Analyzing the Results

The public input process on transition allowed the Clerc Center to hear vivid and authentic voices on the critical issues. The richness of the information gathered through open-ended questions and the National Dialogue more than made up for the challenge of interpreting the diverse responses. Multiple responses were given to single questions. Needs and solutions were often expressed as two sides of the same coin. For example, one respondent might state that the greatest need is that students don't know how to act appropriately in the workplace; another might suggest that the greatest need is giving students opportunities to learn appropriate job behaviors.

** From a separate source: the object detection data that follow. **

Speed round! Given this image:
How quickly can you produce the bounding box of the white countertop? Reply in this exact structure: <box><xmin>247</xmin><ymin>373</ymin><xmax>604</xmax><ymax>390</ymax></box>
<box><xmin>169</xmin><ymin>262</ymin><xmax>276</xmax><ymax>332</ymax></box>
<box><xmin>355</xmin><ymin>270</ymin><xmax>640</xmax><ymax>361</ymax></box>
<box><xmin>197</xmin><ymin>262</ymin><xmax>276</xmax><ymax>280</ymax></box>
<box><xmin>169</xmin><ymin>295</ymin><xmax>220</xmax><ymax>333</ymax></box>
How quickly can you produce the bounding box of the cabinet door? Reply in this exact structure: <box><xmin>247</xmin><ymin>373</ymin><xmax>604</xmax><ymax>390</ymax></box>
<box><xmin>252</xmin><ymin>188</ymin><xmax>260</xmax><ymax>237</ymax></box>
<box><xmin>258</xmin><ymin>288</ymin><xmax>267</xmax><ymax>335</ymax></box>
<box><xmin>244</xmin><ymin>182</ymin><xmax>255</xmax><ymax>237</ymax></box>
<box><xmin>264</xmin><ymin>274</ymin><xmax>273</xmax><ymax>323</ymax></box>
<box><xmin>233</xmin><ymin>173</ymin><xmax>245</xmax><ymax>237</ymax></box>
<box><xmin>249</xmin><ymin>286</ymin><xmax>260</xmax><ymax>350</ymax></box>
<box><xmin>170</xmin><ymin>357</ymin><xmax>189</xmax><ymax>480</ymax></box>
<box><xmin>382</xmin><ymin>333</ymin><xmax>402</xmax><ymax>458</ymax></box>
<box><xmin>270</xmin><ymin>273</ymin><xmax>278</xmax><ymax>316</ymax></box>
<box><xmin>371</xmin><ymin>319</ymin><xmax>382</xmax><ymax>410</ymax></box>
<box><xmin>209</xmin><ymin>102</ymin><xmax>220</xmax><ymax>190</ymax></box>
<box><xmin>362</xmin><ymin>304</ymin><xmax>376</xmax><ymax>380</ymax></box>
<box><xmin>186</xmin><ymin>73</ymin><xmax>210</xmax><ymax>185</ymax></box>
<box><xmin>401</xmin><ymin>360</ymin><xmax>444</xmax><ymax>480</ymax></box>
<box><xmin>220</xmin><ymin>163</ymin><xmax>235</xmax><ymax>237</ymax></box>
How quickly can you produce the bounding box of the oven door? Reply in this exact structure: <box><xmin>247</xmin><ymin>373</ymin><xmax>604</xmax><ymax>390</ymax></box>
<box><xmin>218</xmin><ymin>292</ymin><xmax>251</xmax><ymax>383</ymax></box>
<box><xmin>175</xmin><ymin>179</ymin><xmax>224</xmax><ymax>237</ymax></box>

While respondents with differing perspectives expressed a variety of needs, the needs and suggestions for change mentioned most often were remarkably consistent from all sources of input. The needs identified in the following section on results have been selected in terms of frequency of response of an idea or a cluster of related ideas, as expressed by the broadest representation of constituents. The needs have also been organized by the level of intervention required to change the situation. For example, some unmet needs require system-wide changes; others lend themselves to change at the individual level.

An Ideal Solution

From all sources of input, the most compelling recommendation for transition programming is to start early and be comprehensive. The following is typical of a frequent response from participants in the National Dialogue: "I just cannot emphasize too heavily about starting early enough." From the Priority Feedback Project, one of the most frequent responses was, "Introduce the world of work early (elementary) and keep talking about it." Many respondents to the experience-based questionnaire answered the question about "key characteristics of effective programs" by advocating a developmentally based, infused curriculum. One response expanded the idea of what such a curriculum would include:

The adoption of the developmental approach to career preparation in residential and day schools for deaf and hard of hearing students: 1) blends academic learning with work-force preparation, and 2) provides age-appropriate information and activities related to work throughout school years. . .. All students, hearing and deaf, would benefit from this curriculum.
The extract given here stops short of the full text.